County: stop impeding marijuana production | Editorial

We are disappointed with the direction that San Juan County is taking in regard to cannabis farming.

San Juan Sun Grown, a producer located on San Juan Island, has become the poster child for regulatory hurdles after it shut down operations in mid-December. Company owner David Rice said the cost of looming legal battles and weight of regulatory uncertainty proved too much for the fledgling enterprise to overcome.

In early December, the county hearings examiner overturned San Juan Sun Grown’s land-use permit and revoked its building permit, ruling that county planners erred by not adequately evaluating impacts of the facility on surrounding properties.

In the decision, prompted by an appeal filed by neighbors of the grow operation, the examiner cited noise, odor, traffic and pesticide use as the kind of impacts that required better evaluation.  The neighbors say the lawsuit over the use of Fieldstone Road, a privately owned and shared gravel driveway, will proceed even if the operation is said to have shut down. The dispute centers on an easement that reportedly prohibits commercial use of the shared road.

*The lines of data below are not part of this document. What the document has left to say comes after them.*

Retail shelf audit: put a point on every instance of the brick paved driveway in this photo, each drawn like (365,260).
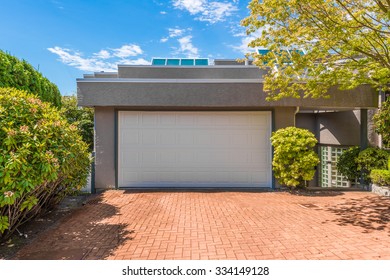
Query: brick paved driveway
(220,225)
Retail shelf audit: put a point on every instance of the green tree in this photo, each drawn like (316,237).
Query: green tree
(317,44)
(294,159)
(82,117)
(382,122)
(42,158)
(21,75)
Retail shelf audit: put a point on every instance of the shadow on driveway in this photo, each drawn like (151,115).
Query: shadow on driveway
(370,213)
(93,231)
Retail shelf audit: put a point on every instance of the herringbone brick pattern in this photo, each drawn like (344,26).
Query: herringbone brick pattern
(221,225)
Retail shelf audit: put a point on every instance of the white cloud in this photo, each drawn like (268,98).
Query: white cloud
(174,32)
(186,47)
(127,50)
(245,40)
(103,54)
(103,60)
(207,11)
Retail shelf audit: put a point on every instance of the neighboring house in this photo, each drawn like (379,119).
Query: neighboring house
(171,124)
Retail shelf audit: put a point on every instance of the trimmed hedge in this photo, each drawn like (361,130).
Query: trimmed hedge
(380,177)
(21,75)
(294,159)
(42,158)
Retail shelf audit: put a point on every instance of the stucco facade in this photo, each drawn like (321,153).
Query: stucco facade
(334,121)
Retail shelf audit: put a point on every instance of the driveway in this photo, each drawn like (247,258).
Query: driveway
(127,225)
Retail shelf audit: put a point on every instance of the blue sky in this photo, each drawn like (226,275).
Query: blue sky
(66,38)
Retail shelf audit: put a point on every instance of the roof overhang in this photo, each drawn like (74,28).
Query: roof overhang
(228,93)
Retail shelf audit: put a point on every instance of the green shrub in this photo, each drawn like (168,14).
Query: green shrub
(347,165)
(380,177)
(42,158)
(369,159)
(294,160)
(21,75)
(83,118)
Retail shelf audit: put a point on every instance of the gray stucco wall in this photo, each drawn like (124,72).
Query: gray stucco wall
(105,141)
(199,93)
(104,147)
(189,72)
(339,128)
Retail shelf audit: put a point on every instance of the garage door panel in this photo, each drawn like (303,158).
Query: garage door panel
(214,149)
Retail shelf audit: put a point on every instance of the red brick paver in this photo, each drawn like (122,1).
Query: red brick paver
(220,225)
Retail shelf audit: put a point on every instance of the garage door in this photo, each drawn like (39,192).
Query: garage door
(194,149)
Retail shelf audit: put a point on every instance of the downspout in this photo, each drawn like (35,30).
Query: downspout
(93,189)
(296,112)
(380,97)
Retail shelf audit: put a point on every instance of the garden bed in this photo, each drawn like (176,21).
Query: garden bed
(381,190)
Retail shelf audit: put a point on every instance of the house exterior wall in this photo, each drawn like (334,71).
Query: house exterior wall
(231,87)
(206,93)
(104,147)
(339,128)
(105,139)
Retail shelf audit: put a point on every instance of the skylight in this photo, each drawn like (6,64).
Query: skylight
(180,61)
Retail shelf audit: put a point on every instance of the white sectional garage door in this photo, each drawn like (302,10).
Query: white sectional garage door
(194,149)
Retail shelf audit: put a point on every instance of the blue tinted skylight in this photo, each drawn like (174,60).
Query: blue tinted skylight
(180,61)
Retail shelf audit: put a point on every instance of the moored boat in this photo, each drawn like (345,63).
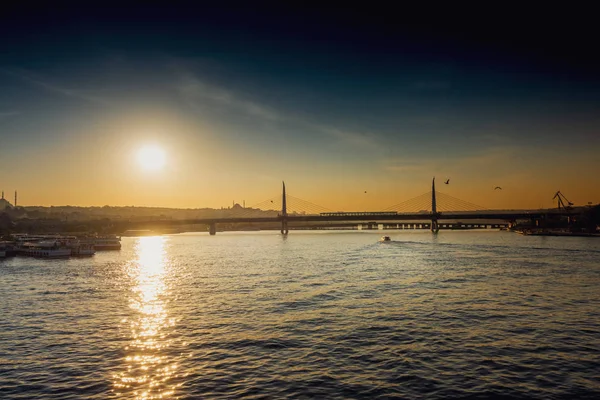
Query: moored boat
(45,249)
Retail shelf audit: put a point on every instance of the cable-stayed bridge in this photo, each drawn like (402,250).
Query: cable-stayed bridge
(431,209)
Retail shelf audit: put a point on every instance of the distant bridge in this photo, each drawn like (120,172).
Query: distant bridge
(430,213)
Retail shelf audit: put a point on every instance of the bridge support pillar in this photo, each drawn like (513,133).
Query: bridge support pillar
(212,229)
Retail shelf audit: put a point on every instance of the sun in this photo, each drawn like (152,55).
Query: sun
(151,158)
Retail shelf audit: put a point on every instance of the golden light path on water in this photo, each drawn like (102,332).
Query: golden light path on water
(148,370)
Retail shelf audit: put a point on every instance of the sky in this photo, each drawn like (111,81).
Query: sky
(355,108)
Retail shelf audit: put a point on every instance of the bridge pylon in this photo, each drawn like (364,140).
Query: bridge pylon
(434,223)
(284,227)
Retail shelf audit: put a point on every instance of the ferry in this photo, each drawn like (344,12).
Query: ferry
(45,249)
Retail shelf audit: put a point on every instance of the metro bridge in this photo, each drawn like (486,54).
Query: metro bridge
(434,208)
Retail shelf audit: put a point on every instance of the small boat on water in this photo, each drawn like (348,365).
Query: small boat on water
(107,242)
(82,249)
(45,249)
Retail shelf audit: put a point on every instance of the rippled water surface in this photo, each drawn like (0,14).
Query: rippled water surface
(311,315)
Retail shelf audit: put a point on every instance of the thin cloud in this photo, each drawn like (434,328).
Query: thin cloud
(51,87)
(7,114)
(196,90)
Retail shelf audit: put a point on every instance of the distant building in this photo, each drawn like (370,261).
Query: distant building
(5,204)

Meanwhile, on Jan. 12, the San Juan County Council held a workshop to consider whether to impose a six-month “emergency” moratorium on the processing of land-use and building permits for marijuana-related facilities. Council members have raised concerns about local rules not being able to safeguard against impacts of pot production’s new frontier. Thankfully, in a 3-0 decision, the council voted to disengage from its pursuit of the moratorium – but primarily because it would have also targeted greenhouses, not just marijuana production.

Though the moratorium is off the table, the potential of a new regulatory regime for marijuana grow operations is not. The council is expected to receive updated information from planning staff and the agricultural resources committee at a Jan. 26 workshop. We applaud Councilman Rick Hughes of Orcas for standing in opposition of any new pot-related legislation that would hamper marijuana production, but we’re wondering what the other two council members are thinking.

It’s been two years since voters approved state Initiative 502, which legalized the cultivation, production, sale and recreational use of marijuana by adults. Yet the council chooses now, after islanders have put in months of hard work to get enterprises off the ground, to consider new rules? We are not expecting to see dozens of pot farms popping up all over the county. We feel the impact will be minimal.

Most can agree that sustaining local farms is good for the land, the community and local commerce. We are a county that is deeply rooted in agriculture. We give farmers incentives like “open space” tax breaks, but we won’t support a potentially lucrative new crop because of noise, odor and traffic concerns? The smell of pot is less odoriferous than chicken or steer manure.

The ins-and-out of the marijuana industry are well known. The steps that the council would need to take to enact new regulations are not overly burdensome, but we don’t think that is actually the point.  It’s time to accept that the production and sale of marijuana is legal in Washington state.

This is just one more way that San Juan County can develop its agricultural foothold – if our government can get out of the way and let this new chapter unfold.